O ecdad ki; mukaddes değerleri için giriştiği mücadeleyi kardeşliğin, dayanışmanın, muhabbetin, birliğin ve beraberliğin en çarpıcı örneklerini tüm dünyaya göstererek en zor şartlarda bile zafere taşımıştır. Bastığı toprakları canından daha değerli gören ecdadımızın bizlere miras bıraktığı işte bu ruh, bizi aynı hissiyatla buluşturmaya devam ediyor. Son zamanlarda ülkece yaşadığımız "Asrın Felaketi" için milletçe "Asrın Dayanışması"nı gösteriyor olmamız buna en güzel örnektir. Çanakkale'de yeşeren birlik ve beraberlik ruhunu diri tutuğumuz sürece, bu kutlu milletin ulaşamayacağı hiçbir hedef ve üstesinden gelemeyeceği hiçbir mesele yoktur Allah'ın izniyle.
Çanakkale ruhu, aziz milletimizin ecdadından emanet aldığı bağımsızlık gayret ve azmini gelecek nesillere daha güçlü şekilde teslim edeceği kutsal bir değerdir.
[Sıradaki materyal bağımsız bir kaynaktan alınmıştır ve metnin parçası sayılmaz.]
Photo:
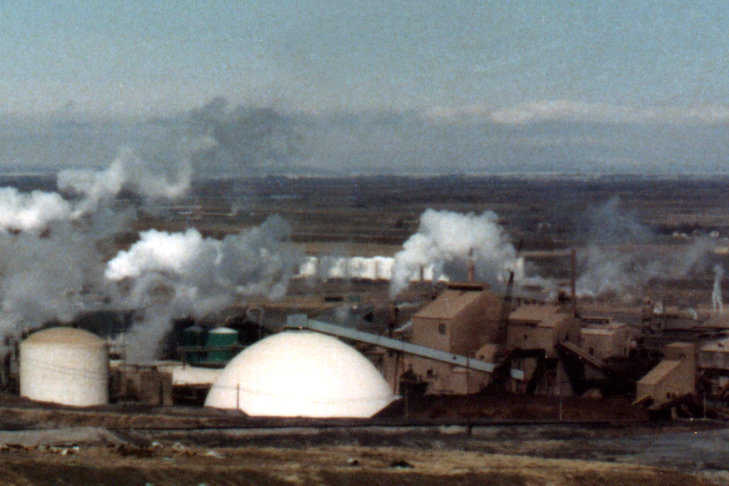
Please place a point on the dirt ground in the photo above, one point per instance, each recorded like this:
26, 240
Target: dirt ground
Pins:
181, 465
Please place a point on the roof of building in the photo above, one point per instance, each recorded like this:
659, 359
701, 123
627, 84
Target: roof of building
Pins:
542, 315
449, 304
660, 372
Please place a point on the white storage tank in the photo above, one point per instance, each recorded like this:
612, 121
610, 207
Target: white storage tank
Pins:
301, 374
66, 366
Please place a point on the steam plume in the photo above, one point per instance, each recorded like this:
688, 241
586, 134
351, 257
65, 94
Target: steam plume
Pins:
128, 171
184, 274
614, 262
444, 240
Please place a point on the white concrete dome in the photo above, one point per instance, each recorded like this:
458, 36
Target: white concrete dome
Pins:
66, 366
301, 374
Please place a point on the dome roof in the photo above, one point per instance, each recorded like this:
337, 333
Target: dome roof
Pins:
66, 336
301, 374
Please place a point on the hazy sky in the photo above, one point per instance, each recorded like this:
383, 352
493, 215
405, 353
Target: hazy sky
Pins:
502, 63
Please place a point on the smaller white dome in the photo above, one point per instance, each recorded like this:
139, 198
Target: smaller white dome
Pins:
301, 374
66, 366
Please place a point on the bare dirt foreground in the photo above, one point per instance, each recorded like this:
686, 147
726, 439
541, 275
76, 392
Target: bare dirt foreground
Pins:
337, 465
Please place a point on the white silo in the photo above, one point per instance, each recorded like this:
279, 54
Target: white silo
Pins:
66, 366
301, 374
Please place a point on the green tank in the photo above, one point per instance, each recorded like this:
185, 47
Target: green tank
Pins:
221, 336
194, 336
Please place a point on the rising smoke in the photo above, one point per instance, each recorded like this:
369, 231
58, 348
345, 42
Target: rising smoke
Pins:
447, 241
617, 258
51, 268
173, 275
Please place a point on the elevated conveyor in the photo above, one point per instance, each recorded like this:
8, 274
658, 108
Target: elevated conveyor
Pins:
301, 321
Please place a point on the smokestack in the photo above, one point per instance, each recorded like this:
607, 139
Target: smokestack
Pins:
573, 277
716, 298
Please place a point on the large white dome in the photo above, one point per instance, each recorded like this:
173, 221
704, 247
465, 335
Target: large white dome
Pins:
301, 374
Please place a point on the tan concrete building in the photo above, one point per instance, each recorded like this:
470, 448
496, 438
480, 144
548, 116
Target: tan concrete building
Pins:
462, 320
672, 378
606, 341
541, 326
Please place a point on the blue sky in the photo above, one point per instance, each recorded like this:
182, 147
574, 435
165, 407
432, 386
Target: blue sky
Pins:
506, 64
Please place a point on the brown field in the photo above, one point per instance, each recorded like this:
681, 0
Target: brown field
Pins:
374, 216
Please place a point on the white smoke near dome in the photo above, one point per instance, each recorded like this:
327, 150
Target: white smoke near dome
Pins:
174, 275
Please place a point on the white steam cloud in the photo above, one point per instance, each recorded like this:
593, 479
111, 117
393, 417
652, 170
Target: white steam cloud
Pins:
174, 275
446, 241
128, 171
31, 212
617, 258
50, 264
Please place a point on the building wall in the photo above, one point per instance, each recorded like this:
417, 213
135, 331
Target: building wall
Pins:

Çanakkale şehitlerinin torunları olarak bizlere düşen en büyük sorumluluk, kahraman ecdadımızın bizlere mirası bu vatana layıkıyla sahip çıkmak için, Çanakkale Savaşındaki ruhu, heyecanı, azmi, kararlılığı bugün de kalbimizde hissetmek ve bundan sonraki nesillere hakkıyla aktarabilmektir.
Milli Şairimiz, büyük üstat Mehmet Akif Ersoy, o günlerin milli ruhunu, kalplerdeki iman gücünün büyüklüğünü mısralarına dökmüştür:
"...Şüheda göğdesi, bir baksana, dağlar, taşlar..
O, rüku olmasa, dünyada eğilmez başlar.
Yaralanmış temiz alnından uzanmış yatıyor;
Bir hilal uğruna, ya Rab, ne güneşler batıyor!
Ey, bu topraklar için toprağa düşmüş asker!
Gökten ecdad inerek öpse o pak alnı değer..."
Bu duygu ve düşüncelerle Çanakkale Zaferi'nin 108. yıl dönümünü kutluyor; başta Gazi Mustafa Kemal Atatürk ve Çanakkale şehitlerimiz olmak üzere, vatanın bölünmez bütünlüğü, milletimizin birliğini ve huzurunu korumak uğruna canlarını feda eden tüm şehitlerimizi, muhterem ecdadımızı saygı, rahmet ve minnetle anıyorum.
Ruhları şâd, mekanları cennet olsun.